Paylaş
Aslında yükseköğretim dergisi. İngiltere’de yayınlanıyor, eğitim alanında dünyanın en prestijli dergisi. Adı kısaca “THE”, açılımı Times Higher Education (Times Yükseköğretim). Dünyadaki tüm üniversitelerin, öğretim üyelerinin izlediği ya da izlemesi gereken haftalık bir dergi.
TÜRKİYE İLK KEZ
Türkiye dahil, dünyada iki yüz ülkede üniversitelerin okuduğu bir dergi. Web sitesine ayda iki milyon kişi giriyor. Yükseköğretim, eğitim sorunlarının yanı sıra, dergi ayrımcılığın değişik biçimlerini (cins, ırk, din), kentleşme, ifade özgürlüğü, hukukun üstünlüğü gibi, çeşitli akademik tartışmaları işliyor. Bunlarla ilgili ülkelerden örnekler veriyor, röportajlar yapıyor.

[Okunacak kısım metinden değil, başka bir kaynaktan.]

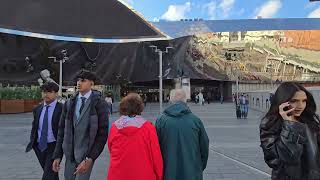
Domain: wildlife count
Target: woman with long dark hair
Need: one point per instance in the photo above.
(289, 134)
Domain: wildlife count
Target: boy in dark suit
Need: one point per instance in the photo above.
(46, 117)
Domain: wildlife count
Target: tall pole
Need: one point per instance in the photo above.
(160, 80)
(60, 79)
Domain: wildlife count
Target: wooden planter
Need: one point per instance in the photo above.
(17, 106)
(12, 106)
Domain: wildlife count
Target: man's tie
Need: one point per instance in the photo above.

“THE” yayın tarihinde ilk kez Türkiye’yi kapak konusu yapıyor. Atatürk fotoğrafı ile birlikte, Türkiye’nin bugünkü haline derginin biçtiği başlık şu:
“Turkey: Liberty and Repression”, Türkiye: Özgürlük ve Zorbalık. Zorbalık yerine baskıcılık da denebilir, aynı kapıya çıkıyor.
Türkiye’de baskıcılık nereden kaynaklanıyor? Dergi altı sayfa boyunca Gezi eylemlerini ele alıyor. Başından sonuna kadar Gezi’yi anlatıyor. Bir yandan Gezi’ye katılan gençlerle yapılan röportajlar yer alıyor, tarafsızlığa özen göstererek, diğer yandan da Gezi eylemlerini eleştiren görüşleri aktarıyor. Gezi’de ne olup bittiğini araştırıyor.
OTORİTER BASKI
Polis şiddeti, insan hakları ihlalleri fotoğraflarla yer alırken, içki yasakları, kürtaj yasağına ilişkin tartışmalar, İslami hayat tarzına dönük uygulamalar, ifade özgürlüğü kısıtlamaları, türbanın üniversitelerde serbest bırakılması gibi, bizim günlük hayatımızın parçaları, genel anlamda “baskının örnekleri” olarak gösteriliyor.
Derginin vardığı sonuç şu: “Türkiye’de özgürlükler birer birer elden gidiyor, otoriter baskı hızla artıyor”.
Dergi Gezi çerçevesinde yaptığı analizle bu sonuca varıyor. Siyasal ya da aktüalite dergileri değil, artık bilimsel dergiler de Türkiye’ye notunu veriyor.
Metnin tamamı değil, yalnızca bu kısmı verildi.